Vista panorámica de los viñedos de la bodega Terramoll en Formentera. AISHA BONET
Vista panorámica de los viñedos de la bodega Terramoll en Formentera. AISHA BONET

En la pitiusa menor, actualmente, la vitivinicultura es una de las principales actividades agrarias. Hay sembradas más de 60 hectáreas de viña, lo cual representa el 12,5% del total de la superficie agrícola utilizada. La variedad tradicional y predominante es la ‘monastrell’, ya que cerca de un 44% de las viñas son de esta variedad.

En el año 2015 se comercializaron más de 168 hectolitros de Vino de la tierra Formentera, lo que representa un aumento de más del 3,5% con respecto al año anterior. El vino blanco fue el mayoritario con 74 hectolitros y más del 91% de estos vinos se comercializaron en Balears.

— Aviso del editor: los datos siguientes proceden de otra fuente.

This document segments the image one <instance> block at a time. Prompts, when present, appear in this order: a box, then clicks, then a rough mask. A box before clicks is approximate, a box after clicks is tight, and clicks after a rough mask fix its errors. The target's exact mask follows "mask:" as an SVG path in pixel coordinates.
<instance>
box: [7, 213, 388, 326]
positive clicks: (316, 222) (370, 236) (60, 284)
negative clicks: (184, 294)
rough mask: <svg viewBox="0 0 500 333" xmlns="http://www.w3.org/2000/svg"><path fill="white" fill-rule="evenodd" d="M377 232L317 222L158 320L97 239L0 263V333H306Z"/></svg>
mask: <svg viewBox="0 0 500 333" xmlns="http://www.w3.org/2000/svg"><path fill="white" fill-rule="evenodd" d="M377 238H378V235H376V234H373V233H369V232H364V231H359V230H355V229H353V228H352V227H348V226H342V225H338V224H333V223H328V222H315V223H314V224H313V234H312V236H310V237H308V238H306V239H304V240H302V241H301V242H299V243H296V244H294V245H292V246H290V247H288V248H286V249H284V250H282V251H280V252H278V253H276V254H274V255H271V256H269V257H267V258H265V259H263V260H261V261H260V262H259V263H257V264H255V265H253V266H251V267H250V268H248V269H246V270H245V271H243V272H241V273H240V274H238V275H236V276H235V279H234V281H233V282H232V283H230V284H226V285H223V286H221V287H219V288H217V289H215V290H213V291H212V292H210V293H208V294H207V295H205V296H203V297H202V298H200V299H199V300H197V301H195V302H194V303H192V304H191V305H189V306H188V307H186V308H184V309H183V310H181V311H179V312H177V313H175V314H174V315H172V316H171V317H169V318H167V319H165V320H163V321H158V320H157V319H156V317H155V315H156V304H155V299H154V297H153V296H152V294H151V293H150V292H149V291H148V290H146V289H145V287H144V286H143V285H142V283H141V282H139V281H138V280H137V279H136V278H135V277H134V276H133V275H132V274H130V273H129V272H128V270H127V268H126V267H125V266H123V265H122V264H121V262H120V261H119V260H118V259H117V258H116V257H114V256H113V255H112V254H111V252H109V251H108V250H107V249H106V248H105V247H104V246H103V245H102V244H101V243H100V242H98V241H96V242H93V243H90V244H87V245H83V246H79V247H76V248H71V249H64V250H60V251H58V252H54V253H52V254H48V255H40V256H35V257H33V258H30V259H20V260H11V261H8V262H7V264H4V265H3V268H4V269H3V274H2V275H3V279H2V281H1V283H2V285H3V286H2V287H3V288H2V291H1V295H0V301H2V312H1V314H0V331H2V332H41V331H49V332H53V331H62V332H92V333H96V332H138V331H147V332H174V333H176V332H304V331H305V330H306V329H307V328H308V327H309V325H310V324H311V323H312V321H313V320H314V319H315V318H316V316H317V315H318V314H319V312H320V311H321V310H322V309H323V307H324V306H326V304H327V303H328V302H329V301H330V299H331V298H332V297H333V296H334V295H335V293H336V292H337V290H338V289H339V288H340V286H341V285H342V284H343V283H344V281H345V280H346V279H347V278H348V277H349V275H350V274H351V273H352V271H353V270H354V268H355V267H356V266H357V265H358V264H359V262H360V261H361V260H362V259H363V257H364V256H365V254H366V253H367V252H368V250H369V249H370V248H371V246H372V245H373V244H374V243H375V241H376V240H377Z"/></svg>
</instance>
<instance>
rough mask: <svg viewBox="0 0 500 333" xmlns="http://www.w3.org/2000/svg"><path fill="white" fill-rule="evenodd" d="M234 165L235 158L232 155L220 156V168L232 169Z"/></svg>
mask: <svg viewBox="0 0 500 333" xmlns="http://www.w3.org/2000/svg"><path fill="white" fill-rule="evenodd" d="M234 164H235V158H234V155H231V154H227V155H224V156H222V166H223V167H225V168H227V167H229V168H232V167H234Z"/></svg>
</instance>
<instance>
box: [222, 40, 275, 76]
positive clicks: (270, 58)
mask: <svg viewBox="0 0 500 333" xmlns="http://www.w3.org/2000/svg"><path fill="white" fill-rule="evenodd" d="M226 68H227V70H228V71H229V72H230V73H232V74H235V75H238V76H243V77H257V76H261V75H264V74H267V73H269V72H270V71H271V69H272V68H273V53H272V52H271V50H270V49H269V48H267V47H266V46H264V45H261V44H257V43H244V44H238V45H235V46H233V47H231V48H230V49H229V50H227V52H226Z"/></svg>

El peligro de la paloma torcaz

Barriles de vino en la bodega de Can Rich.
Barriles de vino en la bodega de Can Rich.

Los cultivos de las Pitiüses sufren desde hace tres años una peligrosa plaga que afecta a un porcentaje muy amplio de su producción: la paloma torcaz. Esta ave, que antes era migratoria, ha arrasado buena parte de las vides, especialmente las que se encuentran cercanas a zonas forestales, así como otros cereales, y los productores de vino reclaman acciones «más contundentes». De hecho, en los últimos años se ha ampliado la veda de caza de estas aves, pero la medida para los productores «es insuficiente». De hecho, pequeños productores de vino de las islas ven amenazadas sus cosechas. Las bodegas reclaman que las instituciones insulares actúen para evitar que la paloma torcaz se convierta en un plaga.